Large Language Model Is Not a Good Few-shot Information Extractor, but a Good Reranker for Hard Samples!
Yubo Ma, Yixin Cao, YongChing Hong, Aixin Sun

TL;DR
This paper evaluates the effectiveness of Large Language Models (LLMs) in information extraction tasks, finding they are generally inferior to fine-tuned models but can enhance performance when used as rerankers for difficult samples.
Contribution
It introduces an adaptive filter-then-rerank paradigm combining SLMs and LLMs, demonstrating improved IE performance with minimal additional cost.
Findings
LLMs perform worse than fine-tuned models in most IE settings.
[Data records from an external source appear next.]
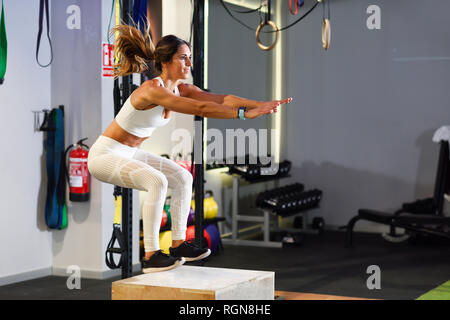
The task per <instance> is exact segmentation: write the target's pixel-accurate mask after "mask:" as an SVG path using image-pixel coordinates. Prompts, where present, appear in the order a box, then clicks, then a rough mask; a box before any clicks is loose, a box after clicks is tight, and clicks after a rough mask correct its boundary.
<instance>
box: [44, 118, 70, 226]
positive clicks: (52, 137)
mask: <svg viewBox="0 0 450 320" xmlns="http://www.w3.org/2000/svg"><path fill="white" fill-rule="evenodd" d="M50 118H51V121H52V122H53V123H54V127H55V128H56V129H55V130H54V131H48V133H47V141H46V167H47V199H46V202H45V222H46V224H47V226H48V227H49V228H51V229H63V228H65V227H67V207H66V203H65V181H66V177H65V174H64V166H63V165H62V163H63V161H64V159H63V157H64V115H63V111H62V109H53V110H52V112H51V116H50Z"/></svg>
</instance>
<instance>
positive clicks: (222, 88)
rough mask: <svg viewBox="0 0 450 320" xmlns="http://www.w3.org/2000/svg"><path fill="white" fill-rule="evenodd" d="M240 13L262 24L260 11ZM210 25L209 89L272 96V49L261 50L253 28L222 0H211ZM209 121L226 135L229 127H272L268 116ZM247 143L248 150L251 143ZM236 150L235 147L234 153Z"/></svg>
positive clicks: (247, 127) (208, 57) (236, 6)
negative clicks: (246, 118)
mask: <svg viewBox="0 0 450 320" xmlns="http://www.w3.org/2000/svg"><path fill="white" fill-rule="evenodd" d="M227 6H229V7H230V8H234V9H237V10H244V9H245V8H241V7H238V6H234V5H231V4H227ZM237 16H239V17H242V16H245V17H247V18H246V19H245V21H246V23H247V24H248V25H252V26H253V25H255V26H257V25H258V24H259V16H258V15H257V14H251V15H239V14H237ZM208 28H209V29H208V51H209V52H208V62H207V64H208V87H209V88H208V89H210V90H211V92H213V93H217V94H233V95H236V96H240V97H244V98H248V99H254V100H267V99H270V97H271V95H272V86H271V80H270V74H271V68H272V64H271V59H272V54H273V53H272V52H264V51H262V50H260V49H259V48H258V47H257V46H256V42H255V36H254V32H253V31H251V30H248V29H246V28H244V27H243V26H241V25H240V24H238V23H237V22H235V21H234V20H232V18H231V17H230V16H229V15H228V14H227V13H226V11H225V9H224V8H223V7H222V5H221V4H220V2H219V1H209V26H208ZM262 40H263V41H264V43H269V40H270V39H265V38H262ZM207 121H208V122H207V124H208V128H215V129H219V130H221V131H222V132H223V136H224V137H225V130H226V129H235V128H242V129H244V130H247V129H249V128H256V129H258V128H269V129H270V123H269V122H268V118H267V117H260V118H257V119H251V120H250V119H247V120H246V121H242V120H221V119H208V120H207ZM268 124H269V126H268ZM269 141H270V140H269ZM246 147H247V150H248V145H247V146H246ZM236 152H237V150H236V148H235V151H234V153H235V154H236ZM225 154H226V147H225V146H224V155H225Z"/></svg>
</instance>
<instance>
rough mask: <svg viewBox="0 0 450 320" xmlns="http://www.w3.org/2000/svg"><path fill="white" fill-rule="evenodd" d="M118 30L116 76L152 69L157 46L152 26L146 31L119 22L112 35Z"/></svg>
mask: <svg viewBox="0 0 450 320" xmlns="http://www.w3.org/2000/svg"><path fill="white" fill-rule="evenodd" d="M116 32H117V34H118V36H117V37H116V42H115V47H114V55H115V57H116V59H117V61H116V62H115V64H114V77H115V78H117V77H121V76H126V75H129V74H132V73H143V72H146V71H148V70H149V69H150V64H151V63H152V61H153V60H155V55H154V52H155V46H154V45H153V42H152V39H151V36H150V26H148V27H147V28H146V30H145V32H144V33H142V32H141V31H140V30H138V29H137V28H135V27H133V26H130V25H126V24H119V25H116V26H115V27H114V28H112V29H111V35H113V34H115V33H116Z"/></svg>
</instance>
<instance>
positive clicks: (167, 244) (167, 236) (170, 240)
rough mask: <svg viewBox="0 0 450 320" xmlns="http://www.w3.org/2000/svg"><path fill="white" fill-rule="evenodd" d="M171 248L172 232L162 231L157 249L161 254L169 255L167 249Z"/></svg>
mask: <svg viewBox="0 0 450 320" xmlns="http://www.w3.org/2000/svg"><path fill="white" fill-rule="evenodd" d="M171 246H172V231H170V230H169V231H164V232H161V233H160V234H159V248H160V249H161V251H162V252H164V253H166V254H170V252H169V248H170V247H171Z"/></svg>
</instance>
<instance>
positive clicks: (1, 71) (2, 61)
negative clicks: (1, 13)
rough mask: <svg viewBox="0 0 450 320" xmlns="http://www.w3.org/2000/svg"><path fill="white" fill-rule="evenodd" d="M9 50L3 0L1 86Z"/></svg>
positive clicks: (0, 21) (1, 47)
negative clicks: (5, 22) (8, 51)
mask: <svg viewBox="0 0 450 320" xmlns="http://www.w3.org/2000/svg"><path fill="white" fill-rule="evenodd" d="M7 49H8V41H7V39H6V27H5V11H4V9H3V0H2V14H1V18H0V84H2V83H3V79H4V76H5V73H6V56H7Z"/></svg>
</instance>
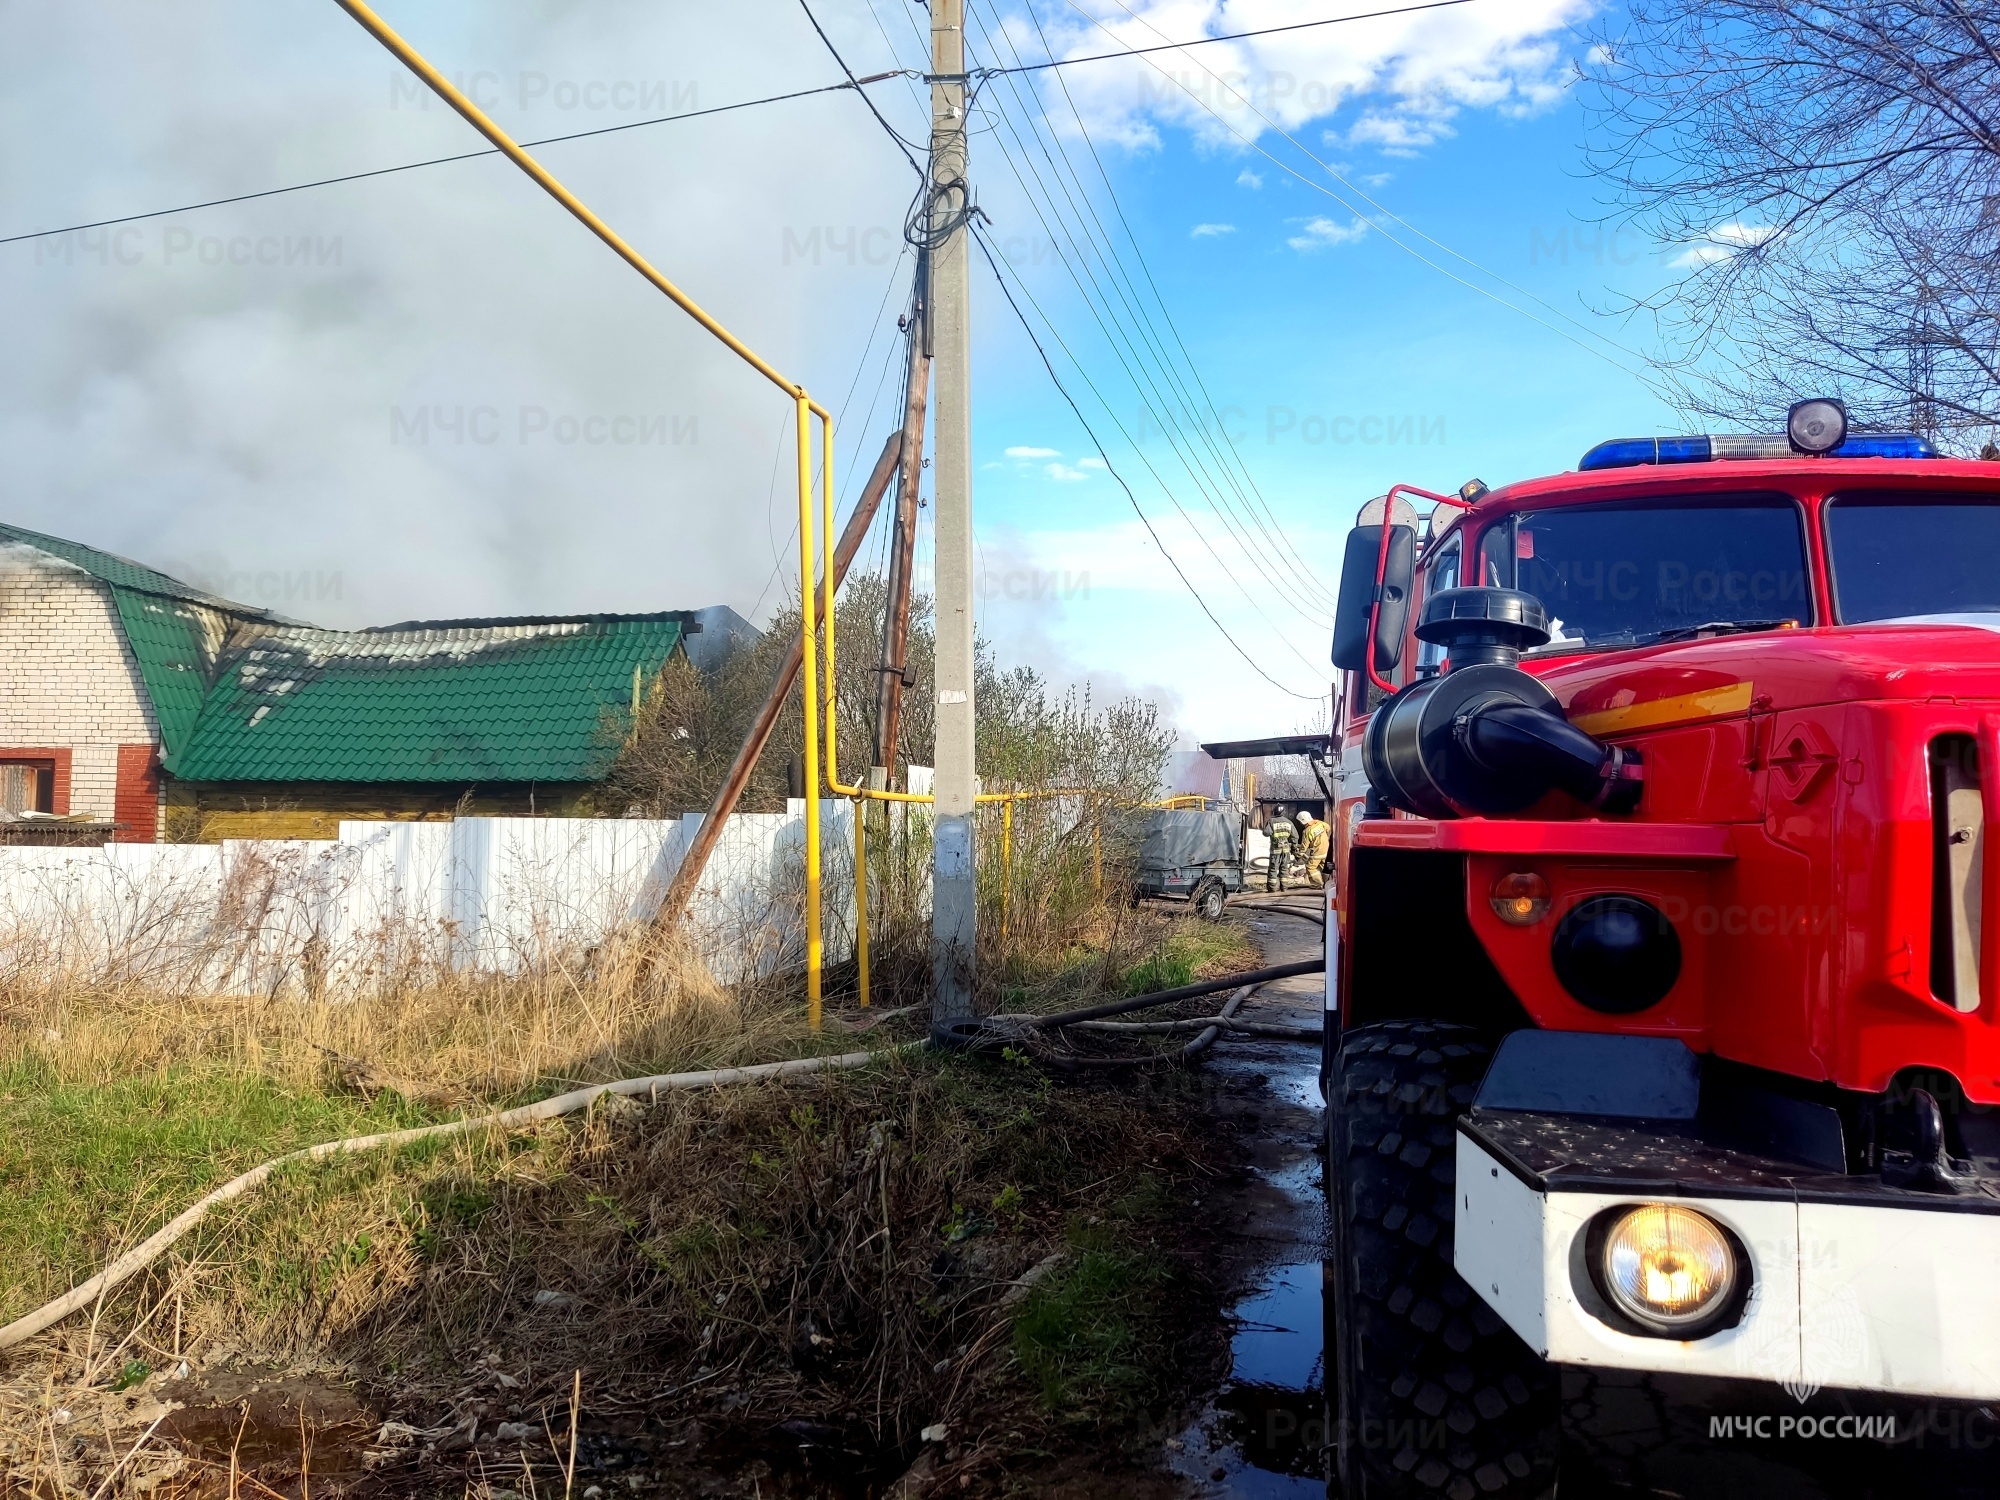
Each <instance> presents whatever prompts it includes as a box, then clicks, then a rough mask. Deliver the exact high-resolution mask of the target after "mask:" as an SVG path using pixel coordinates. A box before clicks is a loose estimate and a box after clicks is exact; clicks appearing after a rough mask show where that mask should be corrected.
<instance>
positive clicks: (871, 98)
mask: <svg viewBox="0 0 2000 1500" xmlns="http://www.w3.org/2000/svg"><path fill="white" fill-rule="evenodd" d="M798 8H800V10H804V12H806V20H810V22H812V30H814V32H818V36H820V42H824V44H826V52H828V54H830V56H832V58H834V62H838V64H840V72H844V74H846V76H848V86H850V88H854V92H856V94H860V88H862V84H860V78H856V76H854V70H852V68H850V66H848V60H846V58H842V56H840V48H836V46H834V38H830V36H828V34H826V28H824V26H820V18H818V16H814V14H812V6H810V4H808V0H798ZM884 76H888V74H884ZM862 104H866V106H868V114H872V116H874V118H876V124H878V126H882V128H884V130H886V132H888V138H890V140H894V142H896V146H898V148H900V150H902V160H906V162H908V164H910V170H912V172H916V174H918V176H924V168H922V166H920V164H918V160H916V156H912V144H910V142H908V140H904V138H902V132H898V130H896V126H892V124H890V122H888V116H884V114H882V110H878V108H876V106H874V100H872V98H868V96H866V94H862Z"/></svg>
Using LLMs as rerankers improves extraction accuracy on hard samples.
The proposed method achieves an average 2.4% F1 gain across tasks.
Abstract
Large Language Models (LLMs) have made remarkable strides in various tasks. Whether LLMs are competitive few-shot solvers for information extraction (IE) tasks, however, remains an open problem. In this work, we aim to provide a thorough answer to this question. Through extensive experiments on nine datasets across four IE tasks, we demonstrate that current advanced LLMs consistently exhibit inferior performance, higher latency, and increased budget requirements compared to fine-tuned SLMs under most settings. Therefore, we conclude that LLMs are not effective few-shot information extractors in general. Nonetheless, we illustrate that with appropriate prompting strategies, LLMs can effectively complement SLMs and tackle challenging samples that SLMs struggle with. And moreover, we propose an adaptive filter-then-rerank paradigm to combine the strengths of LLMs and SLMs. In this…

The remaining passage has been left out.